Flask: Flask helps end users interact with your Python code (in this case our ML models) directly from their web browser without needing any libraries, or code files.
Tableau: A tool we used for visualization.
MySQL: A tool used for storing databases.
Heroku: A tool used for Deploying the model.
The first step in data understanding is Data Collection. The feature set used in this project was taken from the MySQL database, containing 42 features related to the health insurance renewal policy. The output variable for this project is “Renewal: Yes or No”, which is a discrete data type. So this project will focus on the classification machine learning algorithm.

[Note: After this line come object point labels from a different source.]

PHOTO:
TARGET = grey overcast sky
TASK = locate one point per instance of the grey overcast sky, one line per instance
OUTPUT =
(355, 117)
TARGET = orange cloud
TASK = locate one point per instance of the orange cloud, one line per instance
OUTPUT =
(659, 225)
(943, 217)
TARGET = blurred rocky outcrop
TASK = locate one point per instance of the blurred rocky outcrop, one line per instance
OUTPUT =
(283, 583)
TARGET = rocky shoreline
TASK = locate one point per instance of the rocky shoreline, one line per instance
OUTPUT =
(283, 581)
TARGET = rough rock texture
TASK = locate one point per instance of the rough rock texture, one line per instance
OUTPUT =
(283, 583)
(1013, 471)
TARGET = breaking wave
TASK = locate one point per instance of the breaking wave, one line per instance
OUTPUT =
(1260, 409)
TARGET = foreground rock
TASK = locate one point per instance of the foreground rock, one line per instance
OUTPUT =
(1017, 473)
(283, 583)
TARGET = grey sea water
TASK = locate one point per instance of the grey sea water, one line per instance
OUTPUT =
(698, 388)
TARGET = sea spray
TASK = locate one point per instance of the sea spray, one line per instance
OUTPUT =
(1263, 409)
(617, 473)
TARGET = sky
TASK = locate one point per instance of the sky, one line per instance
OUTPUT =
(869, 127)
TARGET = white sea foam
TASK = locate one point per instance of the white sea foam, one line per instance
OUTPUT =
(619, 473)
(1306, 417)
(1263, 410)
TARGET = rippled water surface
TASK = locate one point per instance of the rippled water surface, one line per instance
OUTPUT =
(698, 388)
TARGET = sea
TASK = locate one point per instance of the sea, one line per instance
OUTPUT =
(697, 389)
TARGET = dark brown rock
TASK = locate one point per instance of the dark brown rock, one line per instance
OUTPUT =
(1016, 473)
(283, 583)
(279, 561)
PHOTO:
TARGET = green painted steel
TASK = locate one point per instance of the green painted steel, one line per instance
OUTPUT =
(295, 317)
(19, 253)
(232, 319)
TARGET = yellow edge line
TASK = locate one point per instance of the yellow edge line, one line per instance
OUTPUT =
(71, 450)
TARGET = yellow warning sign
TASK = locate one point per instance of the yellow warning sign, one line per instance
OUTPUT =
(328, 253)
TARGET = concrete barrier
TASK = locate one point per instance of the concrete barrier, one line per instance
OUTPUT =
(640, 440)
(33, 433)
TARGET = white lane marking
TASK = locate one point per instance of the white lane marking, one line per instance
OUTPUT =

- Data Cleansing is a primary process that needs to be worked on after data collection.
- We have performed outlier treatment on features that had outliers, as outliers were affecting the mean values.
- Dummy variables were also created for categorical variables using Label Encoding.
- We have also performed Standardization of data.
- Business Moments Decisions and graphical interpretation of data are performed before and after data cleansing to analyze the statistics of the data
- Visualization of univariate and bivariate plots was done in Python and Tableau.
- Shallow Model(KNN, Naive Bayes, Decision Tree)
- Ensemble Model(Random Forest)
- Regression Model(Logistic Regression)
- Support Vector Machine(SVM)
- Artificial Neural Network(ANN)
- Hierarchical Clustering
- Density-Based Clustering of Application with Noise
- K-Means Clustering
Model Hyper-parameters used:
- Cross Validation
- GridSearchCV
- RandomSearchCV
Model Accuracy Measures :
- Confusion matrix
- Accuracy
- F1 score
- ROC (Receiver Operating Characteristics) curve & AUC (Area Under Curve)
-
Flask :
-
Flask is a micro-framework for building web applications in Python. It began as a simple wrapper around Wekzeug(WSGI protocol) and Jinja and has become
the most popular Python web application Framework. -
Flask and Green-unicorn module must be installed in the project environment using “pip install flask gunicorn”.
-
Gunicorn is a Python WSGI HTTPS Server that uses a worker model.
-
Heroku : 2.1 Heroku is a cloud platform as a service (PaaS) supporting several programming languages.
- This project is an exploratory attempt to understand the factors, which affect renewal decisions in the health insurance market.
- The prediction model helped us to figure out features that contributed more to the renewal of health insurance policies.
- Customer segmentation provided further insights into the business which would provide a targeted marketing approach.
- The results also suggest customer satisfaction is a significant factor in influencing the renewal decision of policyholders.